El de Jeannette es sólo uno de las decenas de miles de casos de solidaridad que se dan en Haití cada día, uno por cada desplazado, si me apuran. “Mi casa también se ha derrumbado”, cuenta el director de Intermón Oxfam en el país, Vincent Maurepas. “Ahora vivo con otros familiares, cerquita de la casa de mi madre. En ese barrio vemos muestras de solidaridad cada día: familias que han podido salvar algo más que otras de sus casas y se encargan de cocinar para ellos y el resto de vecinos, gente que ha puesto su vehículo a disposición de la comunidad para los que necesitan ir al hospital, por ejemplo… La solidaridad se ha convertido en la terapia colectiva de los haitianos”, apunta.
Una pintura de Françoise Dominique Toussaint Loverture, el revolucionario haitiano que abolió la esclavitud en parte de la isla, preside el patio del Liceo Francés, en el centro de Puerto Príncipe. Aparece de perfil, con galas militares. “El Bolívar negro”, pienso. El edificio, fundado en la década de los años cuarenta, también se vino abajo con el terremoto sepultando a varios alumnos entre las piedras y las vigas. La pista de baloncesto y la cancha de fútbol son ahora el lugar donde viven alrededor de 500 personas. Otro asentamiento de desplazados. Olor a aceite recalentado de tostones de plátano y pollo frito, moscas, varios muchachos construyendo una tienda con tablones de madera desiguales, el calor pegajoso y húmedo de Haití y los molestos helicópteros del ejército estadounidense atronando en lo alto.

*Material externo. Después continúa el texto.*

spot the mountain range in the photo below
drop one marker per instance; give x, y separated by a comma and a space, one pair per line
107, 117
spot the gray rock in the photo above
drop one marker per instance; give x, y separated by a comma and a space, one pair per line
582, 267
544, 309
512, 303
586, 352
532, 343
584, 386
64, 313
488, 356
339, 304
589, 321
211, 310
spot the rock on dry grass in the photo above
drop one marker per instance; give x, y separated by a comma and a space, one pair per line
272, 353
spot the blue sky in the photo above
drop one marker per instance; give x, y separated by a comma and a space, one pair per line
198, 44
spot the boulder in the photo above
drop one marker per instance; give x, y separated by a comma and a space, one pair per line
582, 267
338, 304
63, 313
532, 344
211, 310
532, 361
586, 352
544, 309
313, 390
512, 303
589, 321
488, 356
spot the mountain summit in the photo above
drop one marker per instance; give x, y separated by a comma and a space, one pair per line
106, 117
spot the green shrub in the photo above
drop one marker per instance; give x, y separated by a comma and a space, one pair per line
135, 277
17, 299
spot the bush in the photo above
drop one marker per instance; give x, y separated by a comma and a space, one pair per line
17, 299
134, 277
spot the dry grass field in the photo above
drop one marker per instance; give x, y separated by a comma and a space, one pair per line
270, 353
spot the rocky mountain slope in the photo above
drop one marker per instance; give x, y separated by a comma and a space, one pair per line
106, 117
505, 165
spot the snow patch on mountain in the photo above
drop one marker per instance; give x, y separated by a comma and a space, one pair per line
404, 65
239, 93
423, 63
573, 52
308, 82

“Necesitamos agua. También comida, plásticos para cubrir nuestras tiendas y medicamentos; pero sobre todo agua”, me dice un joven corpulento, de mirada noble y maneras suaves mientras me acerca una toalla blanca para el sudor. Lleva un bidón de bebidas isotónicas para deportistas en la mano con la que sujeta la toalla y un libro, Vengar el vuelo 800 de Gerard de Villiers, en la otra. Se llama Steven Jeal y tiene un dejo venezolano en su español. “Viví allá, en Caracas, tres años con mi padre”, dice. Steven es uno de los integrantes del comité de organización de este asentamiento. La formación de estos grupos ha sido casi tan espontánea como la de los propios asentamientos. Las ganas de salir delante de los haitianos debe unirse a la solidaridad si hablamos de terapia para superar el azote que les ha supuesto el terremoto del pasado día 12.

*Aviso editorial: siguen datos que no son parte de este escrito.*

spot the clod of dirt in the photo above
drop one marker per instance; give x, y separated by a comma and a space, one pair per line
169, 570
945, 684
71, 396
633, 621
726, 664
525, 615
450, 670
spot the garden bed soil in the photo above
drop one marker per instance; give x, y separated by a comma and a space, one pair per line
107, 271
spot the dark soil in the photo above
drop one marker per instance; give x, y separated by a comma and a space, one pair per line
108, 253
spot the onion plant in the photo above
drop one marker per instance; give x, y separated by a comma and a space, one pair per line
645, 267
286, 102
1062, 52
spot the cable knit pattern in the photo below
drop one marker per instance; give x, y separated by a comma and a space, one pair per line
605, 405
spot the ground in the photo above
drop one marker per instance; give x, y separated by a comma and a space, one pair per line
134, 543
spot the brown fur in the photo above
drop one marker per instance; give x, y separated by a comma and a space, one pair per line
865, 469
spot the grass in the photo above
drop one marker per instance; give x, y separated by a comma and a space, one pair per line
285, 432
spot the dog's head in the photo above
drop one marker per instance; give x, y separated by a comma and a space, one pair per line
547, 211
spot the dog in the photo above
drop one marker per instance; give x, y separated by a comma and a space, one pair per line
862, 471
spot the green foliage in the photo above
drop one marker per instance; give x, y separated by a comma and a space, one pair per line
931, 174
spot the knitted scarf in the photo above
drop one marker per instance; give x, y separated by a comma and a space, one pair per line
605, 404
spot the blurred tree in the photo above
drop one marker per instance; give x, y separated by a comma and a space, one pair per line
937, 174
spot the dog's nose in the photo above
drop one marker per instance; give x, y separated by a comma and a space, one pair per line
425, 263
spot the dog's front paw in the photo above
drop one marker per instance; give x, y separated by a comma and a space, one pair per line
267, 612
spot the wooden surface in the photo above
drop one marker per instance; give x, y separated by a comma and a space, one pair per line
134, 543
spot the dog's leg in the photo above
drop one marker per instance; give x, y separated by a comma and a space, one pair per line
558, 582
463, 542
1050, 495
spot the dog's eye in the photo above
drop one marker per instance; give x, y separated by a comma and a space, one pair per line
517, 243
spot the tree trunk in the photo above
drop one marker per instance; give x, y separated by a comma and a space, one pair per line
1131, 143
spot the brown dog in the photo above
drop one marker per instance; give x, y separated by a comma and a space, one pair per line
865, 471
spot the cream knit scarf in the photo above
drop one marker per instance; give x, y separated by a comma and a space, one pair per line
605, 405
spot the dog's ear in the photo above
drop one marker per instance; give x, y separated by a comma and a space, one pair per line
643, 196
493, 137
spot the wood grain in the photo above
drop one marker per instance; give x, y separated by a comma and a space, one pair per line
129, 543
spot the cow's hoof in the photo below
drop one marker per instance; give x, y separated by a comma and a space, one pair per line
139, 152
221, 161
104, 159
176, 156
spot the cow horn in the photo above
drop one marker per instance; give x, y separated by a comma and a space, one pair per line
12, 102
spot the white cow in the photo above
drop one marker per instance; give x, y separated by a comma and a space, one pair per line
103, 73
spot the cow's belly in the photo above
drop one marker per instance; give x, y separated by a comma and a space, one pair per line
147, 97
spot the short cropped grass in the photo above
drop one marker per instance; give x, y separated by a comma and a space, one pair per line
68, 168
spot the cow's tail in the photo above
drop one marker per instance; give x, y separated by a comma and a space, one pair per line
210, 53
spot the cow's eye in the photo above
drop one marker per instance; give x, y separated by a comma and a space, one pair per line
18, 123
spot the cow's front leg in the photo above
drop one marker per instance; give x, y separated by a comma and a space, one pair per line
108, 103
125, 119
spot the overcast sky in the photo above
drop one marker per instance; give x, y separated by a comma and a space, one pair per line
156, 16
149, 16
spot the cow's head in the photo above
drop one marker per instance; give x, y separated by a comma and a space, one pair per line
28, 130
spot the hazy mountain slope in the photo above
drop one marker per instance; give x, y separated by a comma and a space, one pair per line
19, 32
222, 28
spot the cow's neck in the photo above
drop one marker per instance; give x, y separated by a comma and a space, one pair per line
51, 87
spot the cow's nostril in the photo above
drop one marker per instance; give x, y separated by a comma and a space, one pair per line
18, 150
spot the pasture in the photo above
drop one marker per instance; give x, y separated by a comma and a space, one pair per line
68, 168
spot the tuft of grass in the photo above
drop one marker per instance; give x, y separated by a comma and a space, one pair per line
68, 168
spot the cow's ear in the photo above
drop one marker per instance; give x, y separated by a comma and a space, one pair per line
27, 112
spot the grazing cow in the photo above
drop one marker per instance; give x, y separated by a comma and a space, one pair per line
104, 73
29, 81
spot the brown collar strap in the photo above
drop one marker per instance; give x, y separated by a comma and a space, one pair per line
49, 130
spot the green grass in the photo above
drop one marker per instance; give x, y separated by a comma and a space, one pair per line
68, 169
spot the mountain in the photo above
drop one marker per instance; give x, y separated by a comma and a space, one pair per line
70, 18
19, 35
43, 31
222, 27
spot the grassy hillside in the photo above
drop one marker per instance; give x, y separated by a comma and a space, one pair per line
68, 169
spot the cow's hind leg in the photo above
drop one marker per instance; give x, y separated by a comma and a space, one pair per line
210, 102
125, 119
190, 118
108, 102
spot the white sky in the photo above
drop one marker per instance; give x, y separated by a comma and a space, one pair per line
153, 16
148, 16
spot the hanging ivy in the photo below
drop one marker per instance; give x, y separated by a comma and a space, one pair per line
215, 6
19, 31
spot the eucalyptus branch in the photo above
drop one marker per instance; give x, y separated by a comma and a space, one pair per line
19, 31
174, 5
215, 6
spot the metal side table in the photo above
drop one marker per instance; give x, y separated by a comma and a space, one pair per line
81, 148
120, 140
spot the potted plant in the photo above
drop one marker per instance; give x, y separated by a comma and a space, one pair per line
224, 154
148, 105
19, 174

Los comités, formados por cinco, seis o siete personas gestionan la ayuda humanitaria que llega a los asentamientos, coordinan la instalación de tanques y depósitos de agua y distribuyen la comida que las ONG dedicadas a ello llevan a estos lugares, entre otras tareas. “Están mucho mejor preparados de lo que esperábamos y dispuestos a lo que haga falta para sacar esto adelante”, me decía hace un par de días uno de los técnicos de Agua y Saneamiento de Intermón Oxfam en Gressier, donde llegamos con la intención de planificar la elaboración de un censo; y nos encontramos con que ellos ya lo habían hecho una semana atrás, poco después del seísmo.

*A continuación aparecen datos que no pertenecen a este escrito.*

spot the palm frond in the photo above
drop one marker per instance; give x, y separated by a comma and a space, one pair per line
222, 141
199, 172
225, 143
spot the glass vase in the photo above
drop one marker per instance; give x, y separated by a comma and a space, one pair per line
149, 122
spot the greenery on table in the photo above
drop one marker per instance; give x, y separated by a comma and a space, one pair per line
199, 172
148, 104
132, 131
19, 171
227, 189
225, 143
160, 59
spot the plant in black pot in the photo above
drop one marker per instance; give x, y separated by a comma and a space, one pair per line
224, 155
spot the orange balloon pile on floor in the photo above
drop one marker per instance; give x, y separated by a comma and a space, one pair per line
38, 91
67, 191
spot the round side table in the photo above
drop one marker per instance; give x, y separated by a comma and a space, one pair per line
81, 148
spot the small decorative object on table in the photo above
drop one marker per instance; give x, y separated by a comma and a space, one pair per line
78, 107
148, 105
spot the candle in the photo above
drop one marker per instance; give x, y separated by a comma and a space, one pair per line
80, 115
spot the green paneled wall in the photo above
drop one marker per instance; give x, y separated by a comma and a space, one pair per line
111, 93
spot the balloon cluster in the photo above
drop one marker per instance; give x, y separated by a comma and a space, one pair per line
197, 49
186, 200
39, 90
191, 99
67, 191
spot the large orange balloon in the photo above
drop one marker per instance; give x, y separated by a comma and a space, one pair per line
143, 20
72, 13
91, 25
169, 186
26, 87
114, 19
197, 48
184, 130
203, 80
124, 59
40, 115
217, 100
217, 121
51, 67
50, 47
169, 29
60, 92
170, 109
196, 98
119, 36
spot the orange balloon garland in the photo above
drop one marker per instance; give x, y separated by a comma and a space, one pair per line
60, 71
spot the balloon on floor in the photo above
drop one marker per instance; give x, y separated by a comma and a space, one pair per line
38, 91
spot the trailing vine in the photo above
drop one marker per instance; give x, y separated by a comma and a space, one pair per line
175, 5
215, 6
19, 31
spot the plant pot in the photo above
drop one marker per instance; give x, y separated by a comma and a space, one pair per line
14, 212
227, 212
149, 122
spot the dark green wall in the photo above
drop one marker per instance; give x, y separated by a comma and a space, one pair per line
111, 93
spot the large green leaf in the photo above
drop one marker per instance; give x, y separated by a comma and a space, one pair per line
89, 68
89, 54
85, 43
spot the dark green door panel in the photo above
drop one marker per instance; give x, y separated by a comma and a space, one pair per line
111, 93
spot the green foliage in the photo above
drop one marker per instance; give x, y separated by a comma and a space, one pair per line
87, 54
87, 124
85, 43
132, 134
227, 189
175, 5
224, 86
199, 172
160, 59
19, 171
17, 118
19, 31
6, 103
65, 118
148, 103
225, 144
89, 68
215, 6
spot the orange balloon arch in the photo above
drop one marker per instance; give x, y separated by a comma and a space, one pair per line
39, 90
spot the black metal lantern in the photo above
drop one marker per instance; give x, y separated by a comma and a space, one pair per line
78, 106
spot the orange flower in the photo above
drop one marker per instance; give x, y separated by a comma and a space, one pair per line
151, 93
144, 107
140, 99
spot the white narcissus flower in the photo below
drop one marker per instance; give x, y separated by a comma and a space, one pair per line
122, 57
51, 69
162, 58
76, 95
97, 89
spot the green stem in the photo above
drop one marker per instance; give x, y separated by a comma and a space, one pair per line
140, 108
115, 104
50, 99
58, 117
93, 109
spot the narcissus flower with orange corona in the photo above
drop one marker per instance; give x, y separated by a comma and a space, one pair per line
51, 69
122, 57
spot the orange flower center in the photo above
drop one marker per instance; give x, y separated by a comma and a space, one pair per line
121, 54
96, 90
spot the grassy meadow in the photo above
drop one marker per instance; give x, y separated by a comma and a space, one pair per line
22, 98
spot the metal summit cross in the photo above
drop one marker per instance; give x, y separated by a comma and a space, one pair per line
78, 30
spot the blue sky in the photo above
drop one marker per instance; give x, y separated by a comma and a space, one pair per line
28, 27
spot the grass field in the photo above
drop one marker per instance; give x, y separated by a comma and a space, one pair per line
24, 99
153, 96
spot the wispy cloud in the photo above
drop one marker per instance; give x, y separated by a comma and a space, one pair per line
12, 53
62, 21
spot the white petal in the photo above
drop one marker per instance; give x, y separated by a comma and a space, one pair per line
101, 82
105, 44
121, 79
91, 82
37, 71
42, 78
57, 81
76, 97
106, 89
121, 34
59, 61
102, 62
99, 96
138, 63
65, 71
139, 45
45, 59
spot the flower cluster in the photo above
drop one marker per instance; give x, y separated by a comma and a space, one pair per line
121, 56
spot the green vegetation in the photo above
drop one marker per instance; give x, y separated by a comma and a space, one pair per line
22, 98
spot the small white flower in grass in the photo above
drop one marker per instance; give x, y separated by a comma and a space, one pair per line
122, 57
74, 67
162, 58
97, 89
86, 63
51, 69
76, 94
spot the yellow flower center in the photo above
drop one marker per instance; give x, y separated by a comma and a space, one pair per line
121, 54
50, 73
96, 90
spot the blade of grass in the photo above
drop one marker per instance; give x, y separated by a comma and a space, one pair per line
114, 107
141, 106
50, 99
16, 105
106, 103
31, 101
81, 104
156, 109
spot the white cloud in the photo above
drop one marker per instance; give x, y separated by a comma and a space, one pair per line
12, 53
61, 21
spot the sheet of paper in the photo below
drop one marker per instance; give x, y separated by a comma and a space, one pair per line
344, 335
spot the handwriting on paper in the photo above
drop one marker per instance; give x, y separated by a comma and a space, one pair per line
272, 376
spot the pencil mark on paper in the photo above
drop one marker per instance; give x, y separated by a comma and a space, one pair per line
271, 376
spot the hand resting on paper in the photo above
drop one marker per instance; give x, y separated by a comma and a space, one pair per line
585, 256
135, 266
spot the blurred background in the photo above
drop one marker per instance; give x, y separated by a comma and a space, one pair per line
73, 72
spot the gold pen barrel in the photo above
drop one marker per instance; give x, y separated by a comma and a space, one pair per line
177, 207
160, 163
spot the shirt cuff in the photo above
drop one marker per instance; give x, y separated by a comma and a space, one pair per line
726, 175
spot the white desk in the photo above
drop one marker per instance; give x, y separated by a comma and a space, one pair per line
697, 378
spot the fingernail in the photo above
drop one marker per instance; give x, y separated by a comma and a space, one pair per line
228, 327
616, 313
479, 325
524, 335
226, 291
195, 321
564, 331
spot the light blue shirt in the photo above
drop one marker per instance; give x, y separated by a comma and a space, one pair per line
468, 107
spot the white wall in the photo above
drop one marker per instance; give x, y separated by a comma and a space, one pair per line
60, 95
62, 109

Otro detalle significativo: las tiendas han permanecido cerradas prácticamente en su totalidad durante estos días. Pocos han sido los servicios accesibles en la ciudad. Sin embargo, todos los miembros de los comités portan siempre colgadas del cuello sus correspondientes tarjetas identificativas. Plastificadas, impolutas y con una fotografía a color incluida.